Marine Expertise in South Tyrol
That a firm from South Tyrol should be dealing with stripping paint from ships’ hulls is already odd enough. That this firm should in addition, within 18 months, have developed a completely new and unique method of paint stripping, and have immediately secured the contract to install a prototype in the Hamburg dockyard of Blohm + Voss, global leaders in ship repair, is truly remarkable. What borders on the sensational, however, is the fact that the 12,000 litres of highly toxic water used in this innovative method for marine paint-stripping can be purified within a few hours and then returned to the water cycle. The South Tyrol firm that has achieved this minor miracle is called “Renetex” and is a technology firm within the TIS innovation park.
“Mobile Container-Filtration-Facility for Stripping Paint from Ships’ Hulls” is the technical term for the technology which Renetex has developed. What makes this new cleaning process so very special is that whilst the external hull is being cleaned with high pressure water jets, the resulting effluent is collected and chemically purified. After this process, the chemically cleaned water is so pure, that it can be released into rivers or the sea without any worries.

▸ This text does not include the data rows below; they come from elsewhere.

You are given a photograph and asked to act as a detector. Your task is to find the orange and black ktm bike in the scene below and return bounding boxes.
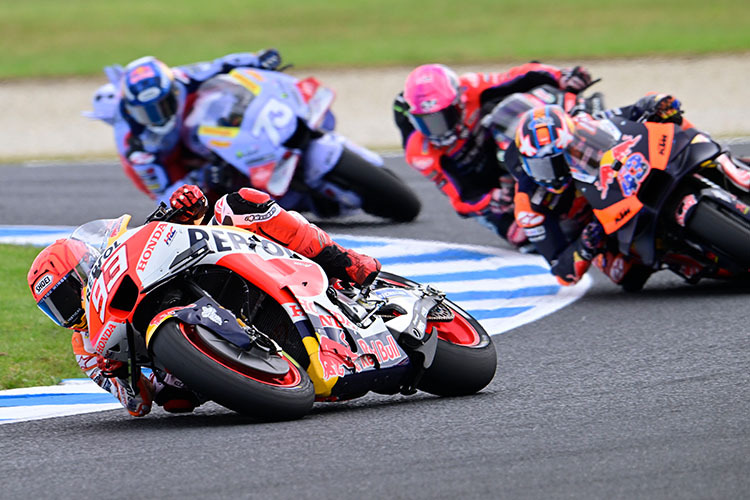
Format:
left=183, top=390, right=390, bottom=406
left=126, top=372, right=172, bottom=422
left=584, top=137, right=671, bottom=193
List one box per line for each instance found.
left=566, top=116, right=750, bottom=291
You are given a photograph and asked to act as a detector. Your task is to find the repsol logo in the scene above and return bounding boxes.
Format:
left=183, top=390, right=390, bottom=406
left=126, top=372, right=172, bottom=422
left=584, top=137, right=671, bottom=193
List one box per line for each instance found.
left=96, top=323, right=117, bottom=353
left=188, top=227, right=296, bottom=257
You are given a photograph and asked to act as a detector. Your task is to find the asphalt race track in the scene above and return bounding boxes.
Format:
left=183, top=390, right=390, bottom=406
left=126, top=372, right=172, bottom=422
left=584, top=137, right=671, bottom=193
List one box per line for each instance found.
left=0, top=153, right=750, bottom=499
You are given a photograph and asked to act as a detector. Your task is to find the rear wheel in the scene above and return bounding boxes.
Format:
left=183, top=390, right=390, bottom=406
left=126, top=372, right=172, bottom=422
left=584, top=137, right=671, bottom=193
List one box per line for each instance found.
left=378, top=271, right=497, bottom=396
left=326, top=149, right=422, bottom=222
left=149, top=321, right=315, bottom=420
left=687, top=201, right=750, bottom=270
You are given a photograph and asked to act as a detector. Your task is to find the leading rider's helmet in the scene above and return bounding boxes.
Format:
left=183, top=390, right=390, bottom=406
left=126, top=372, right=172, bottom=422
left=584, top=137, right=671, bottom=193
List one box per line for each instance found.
left=27, top=239, right=95, bottom=330
left=516, top=105, right=575, bottom=193
left=404, top=64, right=463, bottom=146
left=122, top=56, right=179, bottom=133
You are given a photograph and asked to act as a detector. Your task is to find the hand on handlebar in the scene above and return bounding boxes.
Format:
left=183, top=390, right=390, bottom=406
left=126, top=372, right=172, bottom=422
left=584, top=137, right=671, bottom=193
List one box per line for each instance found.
left=169, top=184, right=208, bottom=223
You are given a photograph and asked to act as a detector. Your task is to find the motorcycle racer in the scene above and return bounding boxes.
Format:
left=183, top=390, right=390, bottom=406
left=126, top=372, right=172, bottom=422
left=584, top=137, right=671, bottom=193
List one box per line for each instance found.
left=394, top=62, right=591, bottom=247
left=101, top=49, right=281, bottom=202
left=28, top=185, right=380, bottom=417
left=505, top=93, right=750, bottom=285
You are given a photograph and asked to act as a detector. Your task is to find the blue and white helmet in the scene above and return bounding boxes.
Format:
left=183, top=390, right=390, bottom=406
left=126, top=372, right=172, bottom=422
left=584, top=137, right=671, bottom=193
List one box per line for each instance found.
left=83, top=83, right=120, bottom=125
left=122, top=56, right=179, bottom=133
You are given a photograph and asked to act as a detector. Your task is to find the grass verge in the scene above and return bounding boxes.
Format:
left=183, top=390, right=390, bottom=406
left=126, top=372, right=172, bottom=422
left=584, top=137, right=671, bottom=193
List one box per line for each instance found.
left=0, top=0, right=750, bottom=78
left=0, top=245, right=85, bottom=390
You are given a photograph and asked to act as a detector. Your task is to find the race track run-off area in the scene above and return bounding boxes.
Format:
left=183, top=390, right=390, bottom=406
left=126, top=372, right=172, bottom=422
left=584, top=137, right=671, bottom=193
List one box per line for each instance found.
left=0, top=226, right=591, bottom=423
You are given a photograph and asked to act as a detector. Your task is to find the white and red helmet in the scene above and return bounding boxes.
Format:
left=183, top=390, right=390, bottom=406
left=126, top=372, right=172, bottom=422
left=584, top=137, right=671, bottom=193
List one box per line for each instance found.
left=27, top=239, right=95, bottom=330
left=404, top=64, right=463, bottom=146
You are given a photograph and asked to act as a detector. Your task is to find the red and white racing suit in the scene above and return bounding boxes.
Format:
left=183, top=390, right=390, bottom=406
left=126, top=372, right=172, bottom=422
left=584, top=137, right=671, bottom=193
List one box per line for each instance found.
left=72, top=188, right=380, bottom=417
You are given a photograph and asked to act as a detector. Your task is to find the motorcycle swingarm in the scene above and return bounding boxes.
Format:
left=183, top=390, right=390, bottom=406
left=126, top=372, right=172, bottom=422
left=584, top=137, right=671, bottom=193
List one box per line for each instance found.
left=171, top=297, right=289, bottom=376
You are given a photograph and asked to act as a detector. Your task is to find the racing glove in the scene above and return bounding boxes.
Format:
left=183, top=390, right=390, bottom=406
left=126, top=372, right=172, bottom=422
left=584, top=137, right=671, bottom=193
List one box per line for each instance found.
left=634, top=92, right=683, bottom=125
left=560, top=66, right=591, bottom=94
left=169, top=184, right=208, bottom=224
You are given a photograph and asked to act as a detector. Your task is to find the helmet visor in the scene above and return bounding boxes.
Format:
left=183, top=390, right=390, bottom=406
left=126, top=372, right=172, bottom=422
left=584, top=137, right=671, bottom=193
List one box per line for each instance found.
left=521, top=153, right=570, bottom=189
left=125, top=88, right=177, bottom=127
left=410, top=106, right=461, bottom=146
left=37, top=270, right=84, bottom=328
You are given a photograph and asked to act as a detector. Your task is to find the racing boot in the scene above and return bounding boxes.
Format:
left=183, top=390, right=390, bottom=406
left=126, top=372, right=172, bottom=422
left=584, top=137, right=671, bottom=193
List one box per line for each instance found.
left=215, top=188, right=380, bottom=287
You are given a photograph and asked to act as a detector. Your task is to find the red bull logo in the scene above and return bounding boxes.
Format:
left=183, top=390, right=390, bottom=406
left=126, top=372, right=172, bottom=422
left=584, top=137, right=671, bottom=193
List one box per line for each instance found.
left=318, top=335, right=358, bottom=380
left=596, top=164, right=617, bottom=200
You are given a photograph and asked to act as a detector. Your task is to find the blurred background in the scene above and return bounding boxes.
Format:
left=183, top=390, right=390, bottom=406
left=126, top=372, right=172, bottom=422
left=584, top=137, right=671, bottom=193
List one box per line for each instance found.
left=0, top=0, right=750, bottom=162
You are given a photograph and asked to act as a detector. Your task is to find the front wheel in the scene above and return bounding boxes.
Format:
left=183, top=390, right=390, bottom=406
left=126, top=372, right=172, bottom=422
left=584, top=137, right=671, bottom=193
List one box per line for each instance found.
left=378, top=271, right=497, bottom=396
left=325, top=148, right=422, bottom=222
left=149, top=321, right=315, bottom=421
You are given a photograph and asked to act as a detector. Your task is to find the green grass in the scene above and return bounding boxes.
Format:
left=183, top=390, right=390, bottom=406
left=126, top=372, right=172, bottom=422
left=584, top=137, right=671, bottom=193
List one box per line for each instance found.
left=0, top=0, right=750, bottom=389
left=0, top=245, right=85, bottom=390
left=0, top=0, right=750, bottom=78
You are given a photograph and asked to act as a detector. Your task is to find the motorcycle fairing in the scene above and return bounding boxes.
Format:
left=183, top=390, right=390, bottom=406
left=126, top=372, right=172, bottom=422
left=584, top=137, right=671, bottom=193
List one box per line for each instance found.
left=284, top=285, right=408, bottom=401
left=194, top=68, right=310, bottom=197
left=587, top=123, right=675, bottom=234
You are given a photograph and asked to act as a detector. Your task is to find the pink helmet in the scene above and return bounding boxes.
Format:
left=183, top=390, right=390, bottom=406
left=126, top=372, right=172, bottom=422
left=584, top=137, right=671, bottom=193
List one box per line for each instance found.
left=404, top=64, right=462, bottom=146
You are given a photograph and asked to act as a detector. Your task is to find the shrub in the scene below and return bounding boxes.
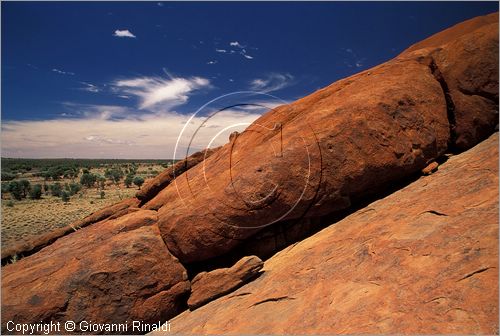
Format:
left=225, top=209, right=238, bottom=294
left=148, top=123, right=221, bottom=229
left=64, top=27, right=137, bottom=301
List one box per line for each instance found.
left=9, top=181, right=23, bottom=201
left=80, top=173, right=97, bottom=188
left=19, top=180, right=31, bottom=198
left=61, top=190, right=69, bottom=203
left=134, top=176, right=144, bottom=189
left=30, top=184, right=42, bottom=199
left=104, top=168, right=123, bottom=184
left=49, top=182, right=62, bottom=197
left=68, top=183, right=82, bottom=196
left=2, top=172, right=17, bottom=181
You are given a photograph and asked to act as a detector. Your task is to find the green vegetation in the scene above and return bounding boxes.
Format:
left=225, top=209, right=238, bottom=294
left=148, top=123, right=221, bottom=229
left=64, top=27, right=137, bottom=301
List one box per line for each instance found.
left=30, top=184, right=42, bottom=199
left=61, top=190, right=69, bottom=203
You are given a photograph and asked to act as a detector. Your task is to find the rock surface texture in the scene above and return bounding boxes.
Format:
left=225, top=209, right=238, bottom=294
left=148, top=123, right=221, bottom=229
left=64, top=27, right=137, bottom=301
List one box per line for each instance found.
left=149, top=13, right=498, bottom=263
left=1, top=13, right=498, bottom=333
left=188, top=256, right=264, bottom=309
left=154, top=134, right=498, bottom=335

That sounds easier than it really is“, says Renetex Director Gerhard Mayerhofer. Because cleaning a ship’s hull involves removing a layer of anti-fouling paint of at least 2 mm thickness. These anti-fouling paints will not only be covered in salt, seaweed, algae and barnacles, but are above all highly poisonous. So cleaning a ship produces a fair quantity of mucky liquid. As an average-size ship has an external surface area of around 8,000 square metres, removing a two millimetre thick layer of paint will produce around 16 tonnes of waste water. This vast quantity of poisonous effluent will then be sufficiently purified in two to four hours, so that the only particles remaining in the water will be less than one micron (thousandth of a millimetre) in size. Currently used cleaning methods involve sand-blasting the hull, resulting in an additional 75 to 100 tonnes of contaminated sand per ship, which then has to be treated as toxic waste. The cleaning method used by Renetex requires, by comparison, far fewer resources, in addition to its ecological advantages.
As the Renetex filtration facility is a mobile rig, this equipment can be used in exactly the location where it is required. The entire rig weighs around 20 tonnes and can be transported by lorry.
At the IFAT ENTSORGA 2010 exhibition, the world’s leading trade fair for water, sewage, waste and raw materials management held in Munich at the end of September, with 110,000 visitors from 185 countries, Renetex, in collaboration with Hammelmann, the world’s largest producer of high pressure pumps, presented its innovative method for cleaning ships’ hulls. A delegation from Vietnam was particularly interested in the Renetex method for marine paint stripping. In mid-October Renetex is planning an on-site inspection of a leading Vietnamese dockyard, in order to assess the size and compatibility of their rig with the Vietnamese repair facilities. They have just completed the same calculations for the first installation in a large Spanish repair yard, with an expected delivery in spring 2011.
There is no doubt in this sector that within about ten years the entire marine paint stripping industry will have changed over from the current method using dry sandblasting to high pressure water technology, as much for economic as for ecological reasons, and that an enormous market is about to open up for the Renetex Filtration Container process.